Der Grund für die "komische" PS-Angabe war, Yamaha hatte bei diesem und anderen Motoren die Leistung an der Kurbelwelle angegeben. Die haben Tatsächlich am Propeller knapp 5PS und waren dadurch Führerscheinfrei.

Wenn ich mich recht erinnere, hat der ungedrosselte 8PS dann etwa 6,5 am Propeller. Die Drosselung war, glaube ich, Vergaser (nicht nur Bedüsung) und Zündbox. Also keine billige Sache wenn man das umbauen will.

Wenn dir die Leistung zu Mager ist, such dir einen anderen, es gibt genug andere auf dem Gebrauchtmarkt. Ich hatte mich für diesen entschieden weil, Führerscheinfrei und 2 Takt 2 Zylinder, nicht so eine Rüttelbohle wie ein 1 Zylinder 4 Takt und als 2 Takter einfacher zu Transportieren.


----------



## titi2 (22. September 2017)

*AW: Wieviel PS hat der YAMAHA 6 wirklich?*

Der Unterschied sind die Vergaserdüsen und der Auspuff.
Den Auspuff des 6er/5er soll man auch recht einfach aufbohren können. Einfach Unterwasserteil abnehmen und dann diese eingeschweisste "Unterlegscheibe" bzw Verengung im Auspuff von unten wegbohren. Bringt aber nur was wenn auch die 8PS Düsen im Vergaser drin sind. Es scheint oft auch so zu sein das die Leute nur die Vergaserdüsen ausgetauscht haben, ohne den Auspuff zu verändern, aber Yamaha hat da bestimmt nicht umsonst zwei verschiedene Auspuffsysteme.


----------



## Relgna (22. September 2017)

*AW: Wieviel PS hat der YAMAHA 6 wirklich?*

Ich habe einen 5 / 8 PS Honda, da wird nur ein anderes Polrad montiert um die Leistung zu drosseln oder steigern.


----------



## Tulpe2 (21. Oktober 2017)

*AW: Wieviel PS hat der YAMAHA 6 wirklich?*

Hi,
wenn es um den Motor Yamaha 6DM....geht:

Es ist ein Original 8PS Motor, gedrosselt auf 6 PS durch Abgasstau (Blende im Abfasrohr). 
Für Deutschland wurde noch eine minimal größere Hauptdüse (100er mit Halter) zur Überfettung verwendet, so dass die Leistung letztlich unter 5PS blieb.
Dazu waren dann auch noch etwas heißere Kerzen nötig (z.B. NGK BR6HS-10).

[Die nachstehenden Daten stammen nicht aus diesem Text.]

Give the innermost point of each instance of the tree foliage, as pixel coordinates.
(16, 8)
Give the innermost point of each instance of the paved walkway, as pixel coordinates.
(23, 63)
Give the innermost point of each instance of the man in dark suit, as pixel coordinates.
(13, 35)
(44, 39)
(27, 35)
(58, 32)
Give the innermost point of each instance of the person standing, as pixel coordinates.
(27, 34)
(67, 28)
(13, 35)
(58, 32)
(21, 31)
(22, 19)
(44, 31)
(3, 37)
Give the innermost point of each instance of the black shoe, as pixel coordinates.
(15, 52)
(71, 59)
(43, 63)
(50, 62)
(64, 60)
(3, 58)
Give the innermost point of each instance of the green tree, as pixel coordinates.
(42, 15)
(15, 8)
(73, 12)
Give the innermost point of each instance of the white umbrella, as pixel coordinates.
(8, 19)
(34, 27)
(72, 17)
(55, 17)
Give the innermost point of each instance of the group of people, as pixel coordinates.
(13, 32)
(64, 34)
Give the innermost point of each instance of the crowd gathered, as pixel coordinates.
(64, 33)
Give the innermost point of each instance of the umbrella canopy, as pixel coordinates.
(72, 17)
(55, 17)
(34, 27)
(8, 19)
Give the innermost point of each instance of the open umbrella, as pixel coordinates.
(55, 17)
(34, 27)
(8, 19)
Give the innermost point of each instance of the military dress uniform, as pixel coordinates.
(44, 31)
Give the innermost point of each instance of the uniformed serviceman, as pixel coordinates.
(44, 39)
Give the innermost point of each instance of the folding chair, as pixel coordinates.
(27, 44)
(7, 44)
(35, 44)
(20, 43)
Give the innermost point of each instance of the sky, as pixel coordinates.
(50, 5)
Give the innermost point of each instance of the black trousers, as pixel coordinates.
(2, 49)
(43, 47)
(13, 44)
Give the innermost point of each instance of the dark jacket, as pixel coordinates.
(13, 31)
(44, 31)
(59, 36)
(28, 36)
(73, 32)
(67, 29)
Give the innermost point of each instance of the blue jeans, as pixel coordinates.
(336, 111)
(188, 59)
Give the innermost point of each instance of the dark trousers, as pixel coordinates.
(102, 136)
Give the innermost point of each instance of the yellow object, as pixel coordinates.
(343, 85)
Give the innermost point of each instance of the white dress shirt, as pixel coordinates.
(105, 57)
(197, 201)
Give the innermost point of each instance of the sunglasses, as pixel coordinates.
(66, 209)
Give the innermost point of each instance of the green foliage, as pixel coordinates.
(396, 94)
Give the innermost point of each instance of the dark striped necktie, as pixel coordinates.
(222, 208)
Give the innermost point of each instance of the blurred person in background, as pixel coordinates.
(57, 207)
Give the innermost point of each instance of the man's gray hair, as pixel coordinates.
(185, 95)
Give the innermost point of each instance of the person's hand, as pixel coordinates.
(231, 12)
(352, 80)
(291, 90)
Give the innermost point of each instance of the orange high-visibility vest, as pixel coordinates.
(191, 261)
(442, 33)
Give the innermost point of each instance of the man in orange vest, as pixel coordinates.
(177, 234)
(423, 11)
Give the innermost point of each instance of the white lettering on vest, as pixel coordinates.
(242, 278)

Der 8PS Motor hat im Vergaser eine 98er DÜse,
ein offenes Abgasrohr und kältere Kerzen, z.B. NGK BR7HS-10.

Und entgegen aller Mutmaßungen: bei Bootsantrieben mit Getriebe und Propeller (ergal ob AB, Z-Antrieb oder Welle) ist seit Mitte/Ende der 1970er die international gültige ISO-Leistungsangabe vorgeschrieben: am Propeller

"offenes" Abgasrohr:







8PS (offener 6DMHS) am 3,6m Schlauchboot:






... und zum Nachlesen der Technischen Daten die verlinkte Betriebsanleitung.


----------



## mascanho (21. Oktober 2017)

*AW: Wieviel PS hat der YAMAHA 6 wirklich?*



Chips schrieb:


> *6(PS) 2-Takt Zweizylinder* von Yamaha


Frage vorab. Du weisst schon, das man mittlerweile 15 PS Führerscheinfrei fahren darf?
Unter beachtung der Gewässereinschränkungen.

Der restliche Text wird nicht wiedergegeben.